Its a sad state of pizza these days. Folks who do not think pineapple should be on pizza are shrugging off new potential pizza chefs that not only eat pineapple pizza, but lie and are hypocritical about it. It's just become too important for anti-pineapple chefs to be in the kitchen to worry about character or integrity for these folks.
 

I need to stop.

break-my-stride-matthew-wilder.gif
 

"Because [D&D] is a gradual series of revelations / That occur over a period of time / It's not some carefully crafted story / It's a mess, and we're all gonna die. . "

So if you've followed my posts for any time or read my campaign story hours you know it is a hobby horse of mine to push against the idea of D&D as a story game with notions of closure or emulating narrative or cinematic conventions as a goal of the game or even any particular scene or encounter.

This is the place where if I were @Snarf Zagyg, I'd have a subtitle that said something like "Every time I hear someone say 'Everything happens for a reason' I want to punch them in the face just to prove them right."
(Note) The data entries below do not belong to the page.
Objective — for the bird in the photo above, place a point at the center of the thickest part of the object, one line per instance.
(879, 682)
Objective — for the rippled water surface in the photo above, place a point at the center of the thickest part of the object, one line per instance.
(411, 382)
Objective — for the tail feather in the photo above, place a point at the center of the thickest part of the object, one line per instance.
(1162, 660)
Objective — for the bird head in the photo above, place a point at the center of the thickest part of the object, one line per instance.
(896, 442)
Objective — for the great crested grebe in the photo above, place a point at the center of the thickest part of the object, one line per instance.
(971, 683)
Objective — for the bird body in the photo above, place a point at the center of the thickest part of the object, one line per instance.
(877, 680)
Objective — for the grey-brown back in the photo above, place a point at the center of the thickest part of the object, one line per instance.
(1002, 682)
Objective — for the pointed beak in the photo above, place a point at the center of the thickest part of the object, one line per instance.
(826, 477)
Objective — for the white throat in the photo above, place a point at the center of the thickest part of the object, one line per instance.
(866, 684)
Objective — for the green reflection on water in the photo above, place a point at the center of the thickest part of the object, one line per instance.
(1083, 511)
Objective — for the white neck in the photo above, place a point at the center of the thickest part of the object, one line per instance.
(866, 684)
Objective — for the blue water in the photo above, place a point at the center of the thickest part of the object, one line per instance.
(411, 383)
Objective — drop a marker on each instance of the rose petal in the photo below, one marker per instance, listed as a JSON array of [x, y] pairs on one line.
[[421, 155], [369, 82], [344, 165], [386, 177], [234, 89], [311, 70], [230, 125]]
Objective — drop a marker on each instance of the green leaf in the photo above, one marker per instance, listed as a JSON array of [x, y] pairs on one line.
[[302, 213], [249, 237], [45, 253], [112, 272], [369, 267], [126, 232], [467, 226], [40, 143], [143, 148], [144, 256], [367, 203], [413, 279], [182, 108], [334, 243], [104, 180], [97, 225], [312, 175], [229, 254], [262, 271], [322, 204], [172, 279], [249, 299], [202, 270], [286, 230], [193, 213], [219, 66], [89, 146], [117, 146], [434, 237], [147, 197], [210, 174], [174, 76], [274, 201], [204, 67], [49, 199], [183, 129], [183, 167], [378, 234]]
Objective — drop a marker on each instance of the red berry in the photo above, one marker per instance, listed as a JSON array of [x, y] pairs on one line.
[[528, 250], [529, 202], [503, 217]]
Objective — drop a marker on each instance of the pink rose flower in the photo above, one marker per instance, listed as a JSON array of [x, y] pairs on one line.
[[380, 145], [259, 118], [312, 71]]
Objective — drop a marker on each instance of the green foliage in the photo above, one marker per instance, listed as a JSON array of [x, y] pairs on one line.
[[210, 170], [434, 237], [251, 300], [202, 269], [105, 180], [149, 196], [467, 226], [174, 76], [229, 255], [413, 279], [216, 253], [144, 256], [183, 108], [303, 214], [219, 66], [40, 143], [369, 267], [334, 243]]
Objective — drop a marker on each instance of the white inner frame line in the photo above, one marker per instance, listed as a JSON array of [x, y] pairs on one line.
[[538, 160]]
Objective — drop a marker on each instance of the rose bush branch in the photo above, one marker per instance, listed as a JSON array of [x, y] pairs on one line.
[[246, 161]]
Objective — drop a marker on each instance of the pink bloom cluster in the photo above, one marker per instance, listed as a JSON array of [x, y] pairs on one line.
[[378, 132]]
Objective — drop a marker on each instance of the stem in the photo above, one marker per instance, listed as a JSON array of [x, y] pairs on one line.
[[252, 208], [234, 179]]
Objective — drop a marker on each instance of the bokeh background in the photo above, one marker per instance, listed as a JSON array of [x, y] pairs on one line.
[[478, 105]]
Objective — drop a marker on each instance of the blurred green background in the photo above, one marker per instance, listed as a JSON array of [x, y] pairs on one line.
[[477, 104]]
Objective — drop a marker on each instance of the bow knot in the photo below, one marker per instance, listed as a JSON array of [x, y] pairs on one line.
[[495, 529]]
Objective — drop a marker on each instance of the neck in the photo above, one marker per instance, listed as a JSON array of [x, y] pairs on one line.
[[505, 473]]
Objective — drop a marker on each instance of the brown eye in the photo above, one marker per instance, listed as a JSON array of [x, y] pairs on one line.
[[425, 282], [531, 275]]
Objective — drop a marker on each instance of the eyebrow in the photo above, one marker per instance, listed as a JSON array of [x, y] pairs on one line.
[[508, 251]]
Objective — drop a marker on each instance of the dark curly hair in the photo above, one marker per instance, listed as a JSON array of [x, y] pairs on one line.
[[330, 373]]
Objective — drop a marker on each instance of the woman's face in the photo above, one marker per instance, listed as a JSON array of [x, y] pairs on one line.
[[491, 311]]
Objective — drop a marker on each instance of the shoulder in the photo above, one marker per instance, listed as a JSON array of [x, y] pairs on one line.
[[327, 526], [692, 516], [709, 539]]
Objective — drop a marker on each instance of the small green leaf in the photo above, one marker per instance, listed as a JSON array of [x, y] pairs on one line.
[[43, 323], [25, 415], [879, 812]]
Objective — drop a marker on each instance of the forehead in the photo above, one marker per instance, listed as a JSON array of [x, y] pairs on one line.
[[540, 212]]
I was listening to NPR's Fresh Air the other day and the guest host (Terry Gross was on vacay, which is why I bothered listening) was interviewing Rachel Bloom. I have never watched Crazy Ex-Girlfriend but they played a clip of one of the songs from it and I fell in love with the song (embedded below + lyrics). Not only because I agree with its view of life. . . but because that is my ideal view of D&D. If you listen to it with D&D in mind, it really kinda works. It makes me think of how in my longest and most successful D&D campaign, while the PCs resolved what became the central concern of the game, there were still about a dozen loose threads and the game ended satisfactorily after 5+ years (real-time) with the party dissolving to pursue whichever of those mattered most to them, some of which would put the PCs - now fast friends - into conflict. The End. Everyone loved it.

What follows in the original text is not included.